Wikifier documentation

<< Back to main page · About · Register

Contents

Wikification (document annotation)
- Sample code (in Python)
Part-of-speech tagging
Cosine similarity measure
Neighbourhood subgraph
Concept information

If you use our Wikifier in your work, please cite our paper:

Annotating Documents with Relevant Wikipedia Concepts

Proceedings of the Slovenian Conference on Data Mining and Data Warehouses

Wikification

To call the JSI Wikifier, send a HTTP GET request to a URL of the following form:

http://www.wikifier.org/annotate-article?text=...&lang=...&...

Alternatively, you can send a POST request with a Content-Type of application/x-www-form-urlencoded and pass the parameters (everything after the ? character) in the request body.

The server is currently still in development so it is occasionally down.

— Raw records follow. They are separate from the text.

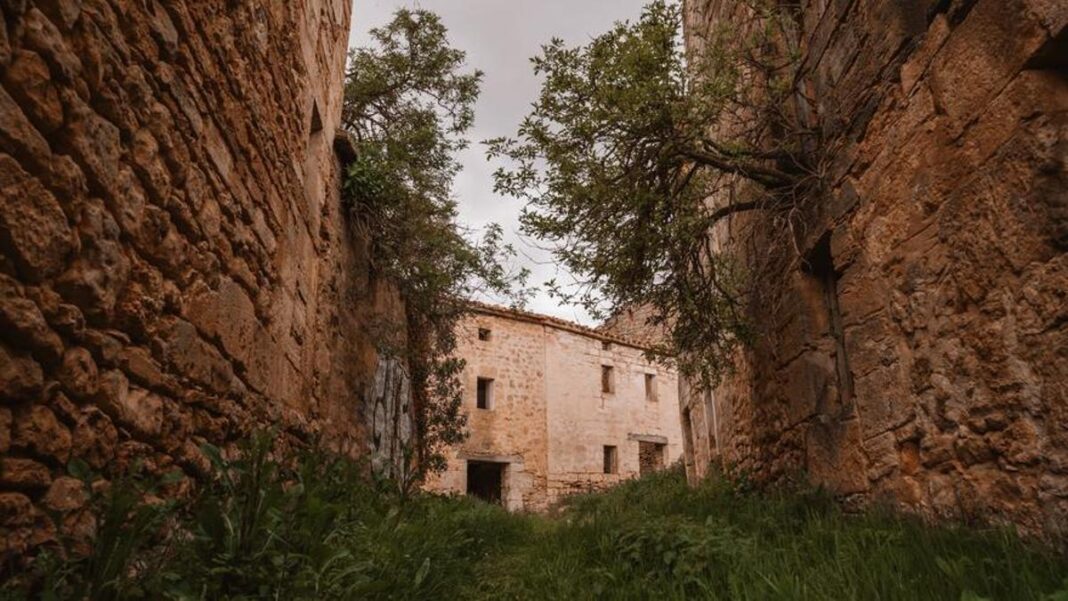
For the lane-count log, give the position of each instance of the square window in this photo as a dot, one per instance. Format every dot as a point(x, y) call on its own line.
point(611, 460)
point(608, 383)
point(484, 397)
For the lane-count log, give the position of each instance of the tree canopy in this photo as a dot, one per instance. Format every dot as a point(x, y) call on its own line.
point(408, 105)
point(624, 161)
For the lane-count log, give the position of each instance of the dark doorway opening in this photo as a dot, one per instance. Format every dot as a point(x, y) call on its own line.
point(485, 480)
point(650, 457)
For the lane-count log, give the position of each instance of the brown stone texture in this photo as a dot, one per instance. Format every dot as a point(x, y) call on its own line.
point(175, 263)
point(548, 418)
point(925, 362)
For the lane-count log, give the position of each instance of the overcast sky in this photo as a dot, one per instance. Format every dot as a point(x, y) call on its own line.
point(499, 37)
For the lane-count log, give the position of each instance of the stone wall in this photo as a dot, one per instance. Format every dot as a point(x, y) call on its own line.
point(548, 420)
point(175, 264)
point(919, 352)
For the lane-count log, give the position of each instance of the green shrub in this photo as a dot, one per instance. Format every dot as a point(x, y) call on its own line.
point(314, 526)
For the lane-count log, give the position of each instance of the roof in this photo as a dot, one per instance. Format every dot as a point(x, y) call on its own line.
point(550, 321)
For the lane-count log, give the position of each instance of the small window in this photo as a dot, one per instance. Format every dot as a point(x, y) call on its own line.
point(608, 385)
point(485, 394)
point(611, 460)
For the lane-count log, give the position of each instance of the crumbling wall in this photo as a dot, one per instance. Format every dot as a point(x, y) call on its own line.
point(175, 263)
point(919, 350)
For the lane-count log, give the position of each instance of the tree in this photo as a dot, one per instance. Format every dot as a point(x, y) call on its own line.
point(408, 104)
point(629, 159)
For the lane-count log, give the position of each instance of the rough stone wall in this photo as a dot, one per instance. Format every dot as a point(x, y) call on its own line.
point(175, 265)
point(919, 354)
point(549, 418)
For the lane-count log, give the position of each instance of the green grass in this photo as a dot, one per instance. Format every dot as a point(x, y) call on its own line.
point(320, 531)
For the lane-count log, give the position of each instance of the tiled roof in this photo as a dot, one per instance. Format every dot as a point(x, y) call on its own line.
point(551, 321)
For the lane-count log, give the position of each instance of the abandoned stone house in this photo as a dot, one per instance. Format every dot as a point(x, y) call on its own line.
point(554, 408)
point(917, 352)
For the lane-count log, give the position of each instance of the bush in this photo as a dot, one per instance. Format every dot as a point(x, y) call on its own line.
point(314, 526)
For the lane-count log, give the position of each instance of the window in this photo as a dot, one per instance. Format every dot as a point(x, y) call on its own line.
point(650, 457)
point(611, 460)
point(485, 394)
point(608, 385)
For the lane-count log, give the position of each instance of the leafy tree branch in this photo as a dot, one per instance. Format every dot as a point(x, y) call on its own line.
point(633, 158)
point(408, 104)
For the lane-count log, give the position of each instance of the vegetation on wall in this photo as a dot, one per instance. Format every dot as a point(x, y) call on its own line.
point(408, 104)
point(633, 157)
point(313, 527)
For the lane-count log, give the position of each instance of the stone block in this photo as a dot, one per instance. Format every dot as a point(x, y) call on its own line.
point(97, 277)
point(78, 374)
point(65, 494)
point(20, 377)
point(18, 135)
point(24, 326)
point(33, 228)
point(94, 438)
point(24, 474)
point(37, 430)
point(30, 83)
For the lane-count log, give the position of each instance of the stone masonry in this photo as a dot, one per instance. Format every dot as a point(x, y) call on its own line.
point(921, 352)
point(175, 264)
point(548, 418)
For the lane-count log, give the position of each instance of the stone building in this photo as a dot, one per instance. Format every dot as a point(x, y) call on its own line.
point(175, 263)
point(919, 351)
point(555, 408)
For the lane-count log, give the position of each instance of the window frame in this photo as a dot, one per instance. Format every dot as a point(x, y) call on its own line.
point(608, 379)
point(610, 456)
point(484, 401)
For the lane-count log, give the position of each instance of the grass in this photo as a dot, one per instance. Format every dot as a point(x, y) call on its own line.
point(322, 531)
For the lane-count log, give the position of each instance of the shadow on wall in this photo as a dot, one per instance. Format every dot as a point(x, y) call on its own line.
point(391, 427)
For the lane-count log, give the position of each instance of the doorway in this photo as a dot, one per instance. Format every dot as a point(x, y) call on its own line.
point(650, 457)
point(486, 479)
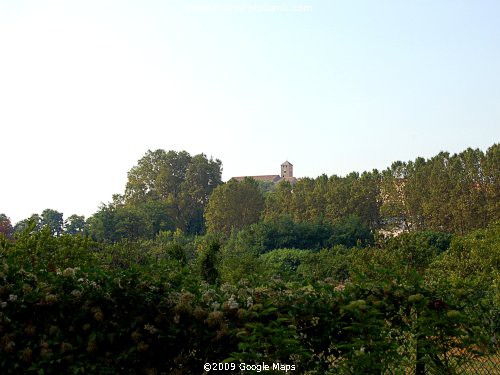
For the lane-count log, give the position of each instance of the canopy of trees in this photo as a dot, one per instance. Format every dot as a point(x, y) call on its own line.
point(234, 205)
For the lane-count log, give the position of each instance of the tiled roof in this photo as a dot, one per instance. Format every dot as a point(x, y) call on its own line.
point(270, 178)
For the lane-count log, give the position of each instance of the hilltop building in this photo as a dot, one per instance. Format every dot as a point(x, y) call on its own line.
point(286, 175)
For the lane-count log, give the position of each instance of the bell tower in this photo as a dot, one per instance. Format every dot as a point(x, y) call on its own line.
point(286, 169)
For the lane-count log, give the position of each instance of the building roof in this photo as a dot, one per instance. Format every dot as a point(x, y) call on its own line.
point(270, 178)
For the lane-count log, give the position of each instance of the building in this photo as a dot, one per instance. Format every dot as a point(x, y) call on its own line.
point(286, 175)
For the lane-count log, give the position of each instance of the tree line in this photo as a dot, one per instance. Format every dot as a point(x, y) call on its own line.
point(168, 191)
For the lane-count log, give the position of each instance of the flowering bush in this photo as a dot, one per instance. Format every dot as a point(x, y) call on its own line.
point(68, 305)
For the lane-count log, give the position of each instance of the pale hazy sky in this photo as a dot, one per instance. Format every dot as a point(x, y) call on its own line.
point(87, 87)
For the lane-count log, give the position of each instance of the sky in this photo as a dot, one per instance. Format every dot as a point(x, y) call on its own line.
point(87, 87)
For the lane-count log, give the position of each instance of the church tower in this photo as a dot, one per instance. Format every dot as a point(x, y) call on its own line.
point(286, 169)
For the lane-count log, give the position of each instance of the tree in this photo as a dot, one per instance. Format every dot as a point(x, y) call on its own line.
point(34, 220)
point(177, 180)
point(74, 224)
point(6, 226)
point(54, 220)
point(233, 206)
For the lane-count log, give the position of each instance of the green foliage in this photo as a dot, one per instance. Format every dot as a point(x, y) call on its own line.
point(6, 228)
point(70, 305)
point(208, 262)
point(418, 249)
point(233, 206)
point(282, 233)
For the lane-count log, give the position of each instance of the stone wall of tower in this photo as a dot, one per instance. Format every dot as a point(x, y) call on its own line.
point(286, 170)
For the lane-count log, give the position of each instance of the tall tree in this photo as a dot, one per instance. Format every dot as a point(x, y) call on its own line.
point(6, 226)
point(179, 181)
point(233, 206)
point(54, 220)
point(74, 224)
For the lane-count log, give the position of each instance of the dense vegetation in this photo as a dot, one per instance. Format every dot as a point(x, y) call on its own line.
point(182, 269)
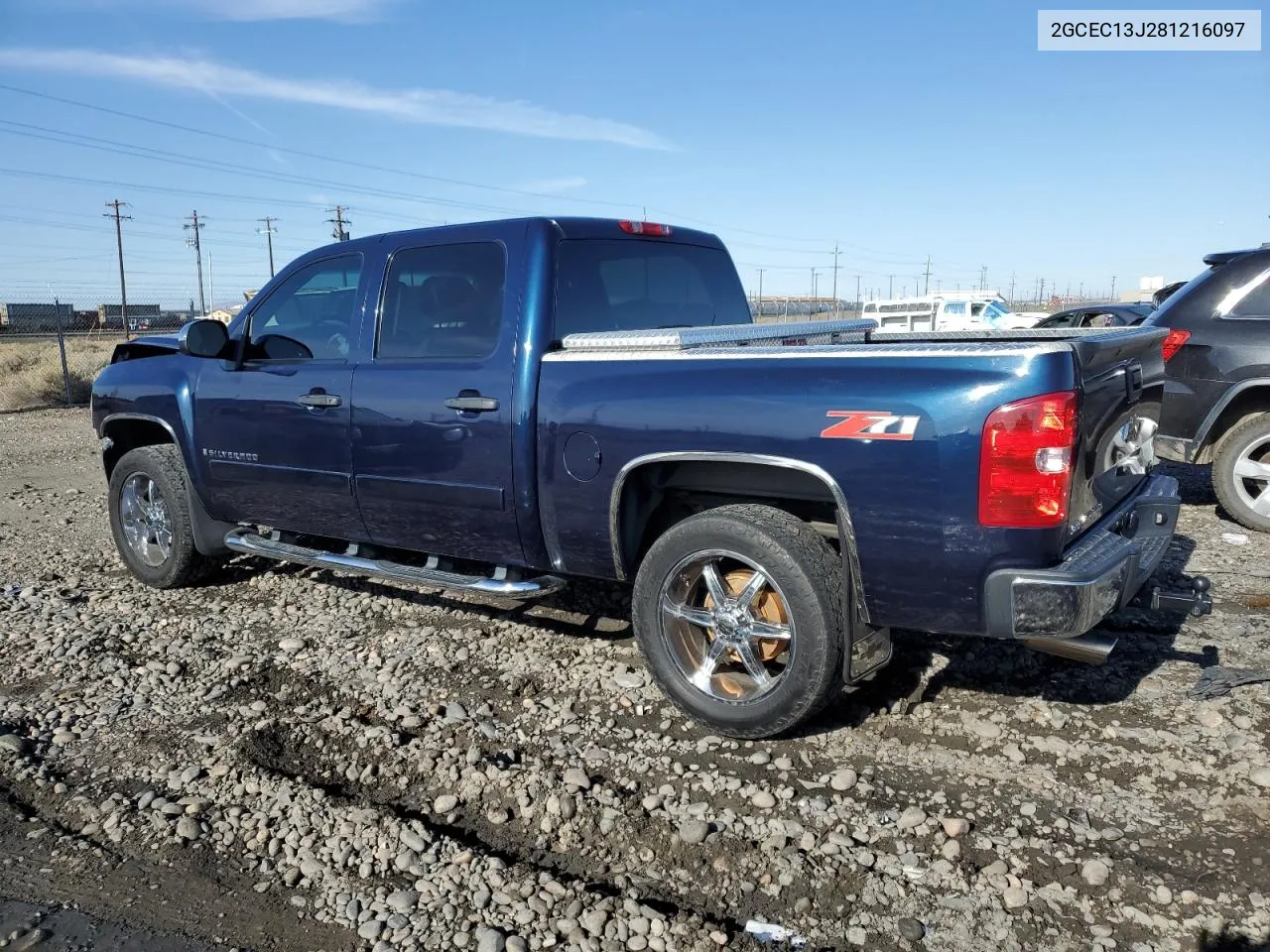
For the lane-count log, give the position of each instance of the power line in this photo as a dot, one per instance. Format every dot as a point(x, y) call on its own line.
point(371, 167)
point(118, 243)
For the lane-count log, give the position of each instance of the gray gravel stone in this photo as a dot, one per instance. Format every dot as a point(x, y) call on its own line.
point(910, 928)
point(444, 803)
point(1095, 873)
point(576, 778)
point(14, 744)
point(694, 832)
point(843, 779)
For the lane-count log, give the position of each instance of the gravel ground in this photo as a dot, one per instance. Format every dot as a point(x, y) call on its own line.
point(286, 758)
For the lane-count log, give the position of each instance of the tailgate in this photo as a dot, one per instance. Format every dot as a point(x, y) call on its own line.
point(1120, 375)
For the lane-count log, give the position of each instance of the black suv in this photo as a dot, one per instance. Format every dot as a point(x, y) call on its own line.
point(1216, 394)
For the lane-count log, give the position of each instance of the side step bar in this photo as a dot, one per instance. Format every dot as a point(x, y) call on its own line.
point(248, 542)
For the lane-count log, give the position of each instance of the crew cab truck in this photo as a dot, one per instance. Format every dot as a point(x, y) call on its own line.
point(499, 407)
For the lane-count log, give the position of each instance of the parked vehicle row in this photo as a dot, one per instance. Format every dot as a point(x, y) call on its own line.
point(1216, 385)
point(499, 407)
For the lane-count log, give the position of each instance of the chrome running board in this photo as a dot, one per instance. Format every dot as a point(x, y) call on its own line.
point(248, 542)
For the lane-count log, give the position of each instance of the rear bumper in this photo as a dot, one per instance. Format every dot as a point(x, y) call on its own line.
point(1101, 572)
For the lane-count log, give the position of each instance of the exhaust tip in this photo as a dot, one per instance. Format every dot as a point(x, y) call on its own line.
point(1091, 648)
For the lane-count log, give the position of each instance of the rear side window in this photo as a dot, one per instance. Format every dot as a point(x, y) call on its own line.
point(1254, 298)
point(444, 301)
point(638, 285)
point(1160, 316)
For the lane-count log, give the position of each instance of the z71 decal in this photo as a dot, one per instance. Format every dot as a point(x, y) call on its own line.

The following parameters are supported:

userKey: a 30-character string that uniquely identifies each user (register here to get one). This parameter is required.
text: the text of the document that you want to annotate. Use UTF-8 and %-encoding for non-ASCII characters (e.g. text=Beyonc%C3%A9).
lang: the ISO-639 code of the language of the document. Both 2- and 3-letter codes are supported (e.g. en or eng for English, sl or slv for Slovenian, etc.). See also: list of all the languages currently supported by the JSI Wikifier.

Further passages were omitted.